In hindsight, the absence of men in the establishing sequence of Cape Verdean villagers foretells the underlying reality of the elliptical, opening images, a sentiment articulated by the island doctor that soberingly echoes the haunted memory of the country’s slave trading past – that everyone leaves Cape Verde, but no one ever comes back. Indeed, inasmuch as impoverishment has upended the social fabric of the community as able-bodied men leave – and never return – in search of economic opportunity, it has also rended the very idea of family and sense of responsibility.

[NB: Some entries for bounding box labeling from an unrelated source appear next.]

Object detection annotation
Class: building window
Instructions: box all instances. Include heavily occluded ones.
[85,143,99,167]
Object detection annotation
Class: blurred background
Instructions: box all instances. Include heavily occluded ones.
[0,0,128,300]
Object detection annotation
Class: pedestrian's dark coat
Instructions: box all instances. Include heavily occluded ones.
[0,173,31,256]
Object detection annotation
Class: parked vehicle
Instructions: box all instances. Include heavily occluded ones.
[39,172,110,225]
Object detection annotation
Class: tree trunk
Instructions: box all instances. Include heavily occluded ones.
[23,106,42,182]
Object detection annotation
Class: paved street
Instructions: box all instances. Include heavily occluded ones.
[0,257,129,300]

Children are born out of wedlock and neglected by disconnected, self-absorbed, fractured families, emotionally abandoned like the domestic animals that roam the streets (the violinist boasts of 30 children, but cannot even remember the name of his first child), and flagrant transgressions are carried out against each other with virtual impunity from prosecution (a police officer is never seen, even after the theft of medicine in the hospital dispensary and Mariana’s attempted assault at the beach).

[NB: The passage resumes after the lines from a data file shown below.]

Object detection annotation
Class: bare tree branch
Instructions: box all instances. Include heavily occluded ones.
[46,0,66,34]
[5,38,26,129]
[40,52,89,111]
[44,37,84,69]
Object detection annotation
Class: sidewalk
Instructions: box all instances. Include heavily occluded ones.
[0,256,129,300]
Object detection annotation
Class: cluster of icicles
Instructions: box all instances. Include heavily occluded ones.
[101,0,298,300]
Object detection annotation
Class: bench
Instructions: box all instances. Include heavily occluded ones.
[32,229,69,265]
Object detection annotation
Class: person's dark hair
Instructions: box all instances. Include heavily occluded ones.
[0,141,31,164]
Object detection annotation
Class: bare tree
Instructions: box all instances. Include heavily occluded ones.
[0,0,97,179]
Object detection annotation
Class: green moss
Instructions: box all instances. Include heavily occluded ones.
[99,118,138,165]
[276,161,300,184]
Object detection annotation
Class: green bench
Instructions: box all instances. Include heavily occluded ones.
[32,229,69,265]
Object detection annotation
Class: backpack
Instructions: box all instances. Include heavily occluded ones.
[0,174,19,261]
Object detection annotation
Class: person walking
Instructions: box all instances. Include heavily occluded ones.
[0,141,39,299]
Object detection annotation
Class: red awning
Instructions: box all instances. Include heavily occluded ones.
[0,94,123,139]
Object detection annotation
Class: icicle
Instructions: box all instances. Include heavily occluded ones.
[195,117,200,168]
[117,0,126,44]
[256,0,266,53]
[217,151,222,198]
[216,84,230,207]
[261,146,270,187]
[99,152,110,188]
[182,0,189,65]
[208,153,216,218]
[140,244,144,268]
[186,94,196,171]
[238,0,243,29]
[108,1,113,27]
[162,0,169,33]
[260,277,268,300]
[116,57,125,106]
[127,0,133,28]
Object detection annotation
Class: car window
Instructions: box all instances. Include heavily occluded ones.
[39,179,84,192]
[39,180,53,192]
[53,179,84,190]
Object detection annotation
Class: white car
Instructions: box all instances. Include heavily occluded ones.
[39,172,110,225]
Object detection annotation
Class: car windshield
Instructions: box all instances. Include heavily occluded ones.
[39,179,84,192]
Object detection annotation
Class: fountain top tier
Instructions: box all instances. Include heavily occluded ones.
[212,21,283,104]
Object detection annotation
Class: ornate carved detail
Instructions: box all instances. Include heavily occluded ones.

Within this environment of perpetual estrangement and isolation, Mariana’s arrival at Cape Verde can also be seen as an existential waystation between life and death, a recurring theme that is reflected in Edith’s (Edith Scob) perpetual mourning of her dead lover, the outbreak of a cholera epidemic in the village, and Leão’s reluctant (if not resentful) awakening from his coma – a state of waiting for inevitable passage that seemingly continues to fulfill a centuries-old predestiny that had been sealed with the settlement of the village on the abandoned ruins of a slave port and former leper colony. Visually, Costa reflects this sense of metaphysical transience through recurring murky, crepuscular, and eerily otherworldly images of volcanic activity, clandestine encounters, and waves violently crashing against the shore (most notably, during Mariana’s thwarted rape and in Edith’s subsequent tearful discovery of the brutally killed dog that had protected her).

Moreover, through the role of the French émigré and local benefactress Edith – a still grieving woman who once followed her politically exiled lover to Cape Verde and decided to remain on the islands with her aimless son (Pedro Hestnes) long after her lover’s death – Costa also confronts the issues of lawlessness and socio-economic stagnation that continue to plague many contemporary post-colonial African countries towards the end of the twentieth century. Doling out her lover’s pension to ungracious supplicants who swarm around her each month as she retrieves her checks from town in order to plead their case for a handout (not surprisingly, often for a one-way ticket out of the islands), their lopsided relationship is one of disempowerment and parasitic dependency (a sentiment that is also reflected through the villagers’ collective reference to Mariana as their savior when she first arrives to the island with a supply of vaccines to help stem the epidemic). Within this context of a culturally perpetuated neediness, Casa de Lava becomes a trenchant reflection of the broader geopolitical issue of continued post-colonial economic dependence endemic within many third world nations – a situation that is exacerbated by an intrinsic dependency on foreign aid and external charity, coupled with a systematic exodus of the very population who can provide the appropriate skills, innovation, and resources necessary to frame the structure for a self-sustaining economy and provide the social stability to – if not transform – their increasingly fragmented, isolated, and dispossessed communities.